The Internal Revenue Service announced that the nation’s tax season will begin Monday, Jan. 23, 2017, which is when it will begin accepting electronic tax returns. More than 153 million individual tax returns are expected to be filed in 2017.
Many software companies and tax professionals will be accepting tax returns before Jan. 23 and then will submit the returns when IRS systems open. The IRS will begin processing paper tax returns at the same time.
The IRS reminds taxpayers that a new law requires the IRS to hold refunds claiming the Earned Income Tax Credit and the Additional Child Tax Credit until Feb. 15. In addition, the IRS wants taxpayers to be aware it will take several days for these refunds to be released and processed through financial institutions. Factoring in weekends and the Presidents Day holiday, the IRS cautions that many affected taxpayers may not have actual access to their refunds until the week of Feb. 27.
The IRS also reminds taxpayers that they should keep copies of their prior-year tax returns for at least three years.
Taxpayers who are changing tax software products this filing season will need their adjusted gross income from their 2015 tax return in order to file electronically. The Electronic Filing Pin is no longer an option. Taxpayers can visit IRS.Gov/GetReady for more tips on preparing to file their 2016 tax return.
April 18 filing deadline
To submit 2016 tax returns, the filing deadline is Tuesday, April 18, 2017, rather than the traditional April 15 date. In 2017, April 15 falls on a Saturday, and this would usually move the filing deadline to the following Monday, April 17. However, Emancipation Day — a legal holiday in the District of Columbia — will be observed on that Monday, which pushes the nation’s filing deadline to April 18. Under the tax law, legal holidays in the District of Columbia affect the filing deadline across the nation.

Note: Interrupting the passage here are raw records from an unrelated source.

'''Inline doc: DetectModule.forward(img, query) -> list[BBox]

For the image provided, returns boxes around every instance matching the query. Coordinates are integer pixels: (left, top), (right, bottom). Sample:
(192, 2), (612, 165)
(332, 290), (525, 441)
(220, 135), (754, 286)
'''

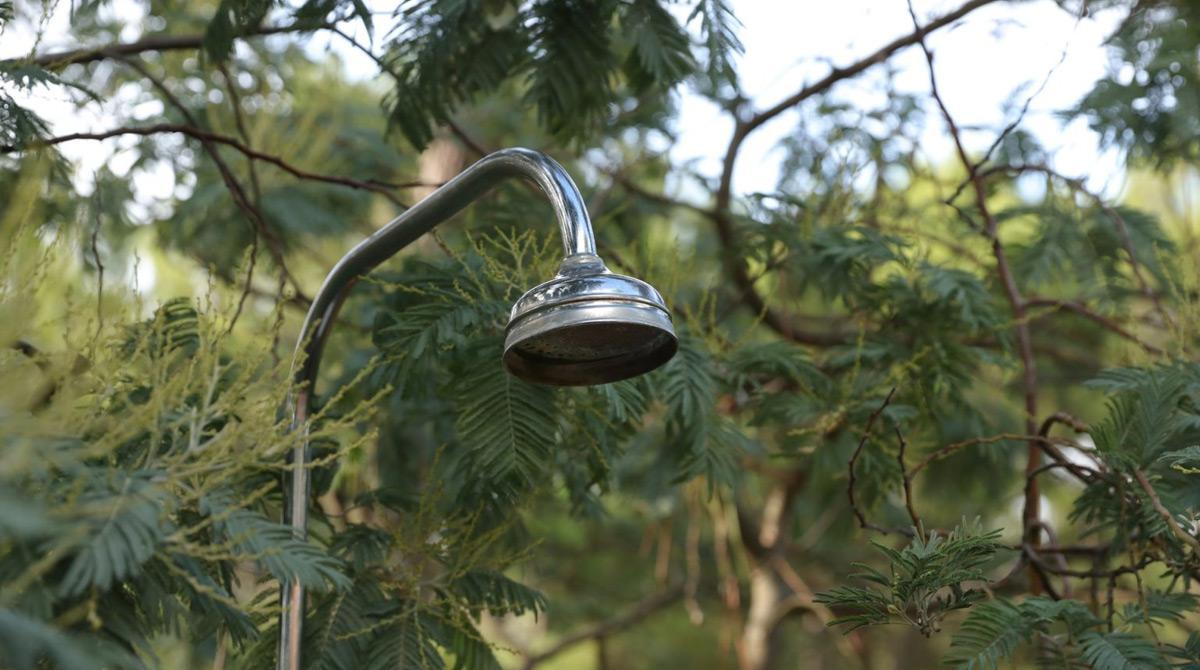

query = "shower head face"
(504, 257), (678, 387)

The IRS also has been working with the tax industry and state revenue departments as part of the Security Summit initiative to continue strengthening processing systems to protect taxpayers from identity theft and refund fraud. A number of new provisions are being added in 2017 to expand progress made during the past year.
Choosing e-file and direct deposit for refunds remains the fastest and safest way to file an accurate income tax return and receive a refund, according to the IRS.
As in past years, the IRS will begin accepting and processing tax returns once the filing season begins. All taxpayers should file as usual, and tax return preparers should also submit returns as they normally do – including returns claiming EITC and ACTC.
Where’s My Refund? on IRS.gov and the IRS2Go phone app will be updated with projected deposit dates for early EITC and ACTC refund filers a few days after Feb. 15. Taxpayers will not see a refund date on Where’s My Refund? or through their software packages until then. The IRS, tax preparers and tax software will not have additional information on refund dates, so Where’s My Refund? remains the best way to check the status of a refund.
Help for taxpayers
The IRS reminds taxpayers they have a variety of options to get help filing and preparing their tax return on IRS.gov. Taxpayers can also, if eligible, locate help from a community volunteer. Go to IRS.gov and click on the Filing tab for more information.
Seventy percent of the nation’s taxpayers are eligible for IRS Free File. Commercial partners of the IRS offer free brand-name software to about 100 million individuals and families with incomes of $64,000 or less.
Online fillable forms provides electronic versions of IRS paper forms to all taxpayers regardless of income that can be prepared and filed by people comfortable with completing their own returns.
Volunteer Income Tax Assistance (VITA) and Tax Counseling for the Elderly (TCE) offer free tax help to people who qualify. Go to irs.gov and enter “free tax prep” in the search box to learn more and find a nearby VITA or TCE site, or download the IRS2Go smartphone app to find a free tax prep provider.
Tips for choosing a return preparer and details about national tax professional groups are available on IRS.gov.
Renewal reminder for Individual Taxpayer Identification Numbers (ITINS)
ITINs are used by people who have tax-filing or payment obligations under U.S. law but are not eligible for a Social Security number. Under a recent change in law, any ITIN not used on a tax return at least once in the past three years will expire on Jan. 1, 2017. In addition, any ITIN with middle digits of either 78 or 79 (9NN-78-NNNN or 9NN-79-NNNN) will also expire on that date.
This means that anyone with an expiring ITIN and a need to file a tax return in the upcoming filing season should file a renewal application in the next few weeks to avoid lengthy refund and processing delays. Failure to renew early could result in refund delays and denial of some tax benefits until the ITIN is renewed.
An ITIN renewal application filed now will be processed before one submitted at the height of tax season from mid-January to February. Currently, a complete and accurate renewal application can be processed in as little as seven weeks. But this timeframe is expected to expand to as much as 11 weeks during tax season, which runs from mid-January through April.
Several common errors are currently slowing down or holding up ITIN renewal applications. The mistakes generally center on missing information, and/or insufficient supporting documentation. ITIN renewal applicants should be sure to use the latest version of Form W-7, revised September 2016. The most current version of the form, along with its instructions, are posted on IRS.gov.